NYRSF Readings’ Nightmare After Christmas

On the evening of Tuesday 5 January 2010, the New York Review of Science Fiction Readings Series featured a pair of dark fantasy tales read by Paul Witcover and William Shunn. As part of the Series’ 20th season celebration, past curator Amy Goldschlager returned to present the evening’s readers and to reminisce. The event was held at the NYRSF Readings Series’ current venue, the 5th floor of the South Street Seaport Museum, 12 Fulton Street in Manhattan. It was the Series’ penultimate presentation at this site for the time being, due to renovations. The readings from March through May will be held at the Soho Galllery for Digital Art.
After welcoming the audience and briefly announcing upcoming readings (and promising something special for June, when he will again curate) the Series’ executive curator Jim Freund, host of WBAI-FM’s Hour of the Wolf radio program on sf and fantasy, turned things over Goldschlager, its fourth curator (1997-99).
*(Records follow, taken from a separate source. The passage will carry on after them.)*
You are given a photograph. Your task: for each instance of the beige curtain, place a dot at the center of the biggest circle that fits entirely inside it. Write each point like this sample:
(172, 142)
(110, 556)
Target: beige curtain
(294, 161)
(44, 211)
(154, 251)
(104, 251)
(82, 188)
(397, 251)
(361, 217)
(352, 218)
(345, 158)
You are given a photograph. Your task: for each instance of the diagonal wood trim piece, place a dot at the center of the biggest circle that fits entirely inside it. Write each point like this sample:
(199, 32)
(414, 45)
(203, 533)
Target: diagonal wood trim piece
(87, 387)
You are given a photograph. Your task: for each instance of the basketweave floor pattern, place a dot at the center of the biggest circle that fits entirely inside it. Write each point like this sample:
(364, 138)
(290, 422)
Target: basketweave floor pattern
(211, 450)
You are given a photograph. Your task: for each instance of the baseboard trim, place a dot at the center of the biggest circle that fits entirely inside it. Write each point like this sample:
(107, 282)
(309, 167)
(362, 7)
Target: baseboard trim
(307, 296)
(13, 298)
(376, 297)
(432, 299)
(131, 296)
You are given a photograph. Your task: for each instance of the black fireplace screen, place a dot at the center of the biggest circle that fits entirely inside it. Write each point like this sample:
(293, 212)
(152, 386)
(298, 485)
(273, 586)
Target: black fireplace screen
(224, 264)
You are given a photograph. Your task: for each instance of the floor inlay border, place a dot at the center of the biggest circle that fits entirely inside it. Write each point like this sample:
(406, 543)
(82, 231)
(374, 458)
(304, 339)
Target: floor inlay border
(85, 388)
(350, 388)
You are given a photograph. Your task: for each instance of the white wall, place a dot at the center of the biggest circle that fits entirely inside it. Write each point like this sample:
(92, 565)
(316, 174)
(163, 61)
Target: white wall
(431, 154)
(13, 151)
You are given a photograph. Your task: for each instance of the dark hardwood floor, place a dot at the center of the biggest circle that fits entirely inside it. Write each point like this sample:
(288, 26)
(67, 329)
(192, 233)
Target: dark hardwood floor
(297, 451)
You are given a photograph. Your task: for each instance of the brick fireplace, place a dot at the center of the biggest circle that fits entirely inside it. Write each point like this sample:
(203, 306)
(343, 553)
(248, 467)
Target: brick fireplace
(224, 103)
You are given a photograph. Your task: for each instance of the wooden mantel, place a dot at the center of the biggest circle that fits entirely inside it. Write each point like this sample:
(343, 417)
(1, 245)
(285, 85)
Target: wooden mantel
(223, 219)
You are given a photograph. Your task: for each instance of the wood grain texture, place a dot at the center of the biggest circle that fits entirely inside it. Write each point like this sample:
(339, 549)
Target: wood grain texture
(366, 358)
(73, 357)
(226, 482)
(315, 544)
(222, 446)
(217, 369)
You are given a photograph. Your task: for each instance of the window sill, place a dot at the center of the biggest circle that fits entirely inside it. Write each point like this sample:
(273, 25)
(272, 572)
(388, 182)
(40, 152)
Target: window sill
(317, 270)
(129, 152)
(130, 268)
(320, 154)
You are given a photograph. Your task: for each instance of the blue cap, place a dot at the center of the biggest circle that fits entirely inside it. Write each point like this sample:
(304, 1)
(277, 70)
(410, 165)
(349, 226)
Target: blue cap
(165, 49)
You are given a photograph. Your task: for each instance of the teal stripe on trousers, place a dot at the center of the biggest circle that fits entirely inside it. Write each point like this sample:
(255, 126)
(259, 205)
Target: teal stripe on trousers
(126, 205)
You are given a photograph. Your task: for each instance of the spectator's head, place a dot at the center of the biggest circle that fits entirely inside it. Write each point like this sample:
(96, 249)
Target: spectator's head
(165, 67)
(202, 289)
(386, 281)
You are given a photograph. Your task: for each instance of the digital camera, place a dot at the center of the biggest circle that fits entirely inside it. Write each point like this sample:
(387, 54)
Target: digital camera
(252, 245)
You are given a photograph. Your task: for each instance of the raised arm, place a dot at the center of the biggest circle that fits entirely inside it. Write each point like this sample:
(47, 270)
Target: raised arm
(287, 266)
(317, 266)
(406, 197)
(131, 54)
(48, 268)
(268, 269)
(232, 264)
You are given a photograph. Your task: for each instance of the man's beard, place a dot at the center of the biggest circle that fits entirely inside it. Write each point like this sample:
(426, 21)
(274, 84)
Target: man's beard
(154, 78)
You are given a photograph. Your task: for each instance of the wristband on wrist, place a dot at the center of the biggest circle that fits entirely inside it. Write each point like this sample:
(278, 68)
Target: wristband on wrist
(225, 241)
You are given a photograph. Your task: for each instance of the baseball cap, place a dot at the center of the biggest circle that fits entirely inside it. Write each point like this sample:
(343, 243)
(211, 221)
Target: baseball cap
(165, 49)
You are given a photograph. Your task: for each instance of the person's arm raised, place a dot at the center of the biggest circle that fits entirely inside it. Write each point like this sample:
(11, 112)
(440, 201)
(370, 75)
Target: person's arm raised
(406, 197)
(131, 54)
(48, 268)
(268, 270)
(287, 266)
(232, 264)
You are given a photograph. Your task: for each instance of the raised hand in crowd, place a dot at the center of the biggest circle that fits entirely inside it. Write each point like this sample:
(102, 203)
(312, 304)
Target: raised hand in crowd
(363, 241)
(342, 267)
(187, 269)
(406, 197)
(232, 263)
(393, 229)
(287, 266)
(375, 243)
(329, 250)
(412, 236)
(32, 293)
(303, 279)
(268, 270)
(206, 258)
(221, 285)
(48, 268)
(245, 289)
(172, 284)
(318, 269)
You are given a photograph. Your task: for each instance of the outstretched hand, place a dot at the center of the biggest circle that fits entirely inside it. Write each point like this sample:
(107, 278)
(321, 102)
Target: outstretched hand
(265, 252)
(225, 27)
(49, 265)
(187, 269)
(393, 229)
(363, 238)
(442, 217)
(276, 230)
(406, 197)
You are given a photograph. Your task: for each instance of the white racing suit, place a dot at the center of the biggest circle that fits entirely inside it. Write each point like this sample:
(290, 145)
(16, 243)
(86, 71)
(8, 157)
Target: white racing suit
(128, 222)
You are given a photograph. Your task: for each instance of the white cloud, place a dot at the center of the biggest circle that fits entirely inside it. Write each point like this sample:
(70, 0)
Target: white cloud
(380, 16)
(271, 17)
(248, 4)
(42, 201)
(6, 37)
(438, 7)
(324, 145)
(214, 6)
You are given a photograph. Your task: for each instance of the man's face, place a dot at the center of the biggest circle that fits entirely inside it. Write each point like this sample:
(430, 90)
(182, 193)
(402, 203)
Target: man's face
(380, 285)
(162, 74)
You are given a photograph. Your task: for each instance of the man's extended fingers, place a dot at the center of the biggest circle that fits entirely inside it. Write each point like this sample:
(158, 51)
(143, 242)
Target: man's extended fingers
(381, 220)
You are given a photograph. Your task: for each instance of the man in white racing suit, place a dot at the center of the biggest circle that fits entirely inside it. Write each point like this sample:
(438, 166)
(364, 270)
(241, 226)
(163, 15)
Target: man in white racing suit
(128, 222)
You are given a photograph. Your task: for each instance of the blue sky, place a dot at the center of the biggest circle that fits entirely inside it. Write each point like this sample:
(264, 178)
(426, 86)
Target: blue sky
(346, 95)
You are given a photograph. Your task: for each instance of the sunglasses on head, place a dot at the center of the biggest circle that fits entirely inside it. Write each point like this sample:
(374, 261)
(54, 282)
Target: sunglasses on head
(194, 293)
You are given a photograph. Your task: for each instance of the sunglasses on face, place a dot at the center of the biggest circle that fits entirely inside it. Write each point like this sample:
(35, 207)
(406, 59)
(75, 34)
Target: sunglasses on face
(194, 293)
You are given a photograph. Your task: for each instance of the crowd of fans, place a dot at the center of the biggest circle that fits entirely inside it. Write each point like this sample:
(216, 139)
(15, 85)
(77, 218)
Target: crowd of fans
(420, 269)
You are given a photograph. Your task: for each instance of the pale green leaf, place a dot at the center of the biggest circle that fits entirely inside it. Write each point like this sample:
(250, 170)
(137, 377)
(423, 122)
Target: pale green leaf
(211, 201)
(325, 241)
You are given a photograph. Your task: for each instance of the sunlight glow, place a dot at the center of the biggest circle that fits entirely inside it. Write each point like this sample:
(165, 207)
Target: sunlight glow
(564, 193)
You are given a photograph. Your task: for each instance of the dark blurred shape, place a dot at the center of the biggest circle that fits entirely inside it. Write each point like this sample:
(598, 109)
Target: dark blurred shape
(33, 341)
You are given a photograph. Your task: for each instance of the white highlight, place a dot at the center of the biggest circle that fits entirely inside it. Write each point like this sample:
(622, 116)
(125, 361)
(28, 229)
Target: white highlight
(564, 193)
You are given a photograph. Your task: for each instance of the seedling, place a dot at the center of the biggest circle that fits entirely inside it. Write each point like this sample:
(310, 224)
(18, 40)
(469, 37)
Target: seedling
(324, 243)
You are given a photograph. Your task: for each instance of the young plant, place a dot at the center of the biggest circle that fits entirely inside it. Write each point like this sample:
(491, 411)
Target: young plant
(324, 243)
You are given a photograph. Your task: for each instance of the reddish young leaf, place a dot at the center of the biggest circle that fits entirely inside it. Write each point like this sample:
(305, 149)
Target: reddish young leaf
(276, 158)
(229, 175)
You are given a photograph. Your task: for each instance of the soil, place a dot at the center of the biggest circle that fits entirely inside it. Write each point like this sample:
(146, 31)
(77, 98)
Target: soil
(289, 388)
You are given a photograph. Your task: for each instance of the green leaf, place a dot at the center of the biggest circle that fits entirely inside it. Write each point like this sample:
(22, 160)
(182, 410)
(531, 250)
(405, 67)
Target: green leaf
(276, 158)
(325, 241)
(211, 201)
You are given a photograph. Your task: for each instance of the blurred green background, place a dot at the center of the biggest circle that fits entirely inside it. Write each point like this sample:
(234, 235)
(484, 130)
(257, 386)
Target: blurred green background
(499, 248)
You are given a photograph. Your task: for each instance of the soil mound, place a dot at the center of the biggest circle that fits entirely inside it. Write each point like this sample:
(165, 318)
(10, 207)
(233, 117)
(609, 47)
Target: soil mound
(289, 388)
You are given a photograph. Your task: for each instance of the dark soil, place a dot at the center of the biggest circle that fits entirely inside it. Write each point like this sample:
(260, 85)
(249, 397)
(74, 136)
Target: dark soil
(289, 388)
As has become traditional for returning past curators, Amy took a moment to reminisce before introducing the evening’s first reader, Paul Witcover (himself also a former curator).
Witcover read from an upcoming, unsold novel with a seasonal setting, Mistletoe. A sprig of the magical titular herb inexplicably appears in a North Pole elven labor camp, whose brutal, big-bellied commandant’s naughty list doesn’t get lumps of coal in their stockings, but fed to his hellish black flying steed (talk about Bad Santa), and from which a political prisoner plots escape.
After a break, Amy introduced the second and final reader of the evening, Hugo, Nebula, and Sturgeon Award nominee Bill Shunn (who came in from Chicago). Shunn read the second quarter of the short novel Cast a Cold Eye, co-authored with Canadian writer Darrell Murphy. In the downright spooky story (relieved by an occasional chuckle), set in rural Nebraska in 1921, a 15-year-old with a touch of the otherworldly becomes apprentice to a one-eyed spirit photographer whose camera suddenly captures reality beneath ours. (A metaphor likened the forming of images on photographic plates to those of ghosts drawn out of their invisible realm.)
The audience of about 40 included Paul Berger, Richard Bowes, Ken Ficara, Harold Garber, N.K. Jemison, Alaya Dawn Johnson, Rajan Khanna, and Gordon Linzner. Afterward, as customary, the guests and a number of audience members adjourned to a nearby pub for dinner and conversation.

2 thoughts on “NYRSF Readings’ Nightmare After Christmas

  1. William Shunn

    Great write-up of the evening. I just want to point out that my co-author’s name is spelled Derryl Murphy, for anyone trying to find his excellent work.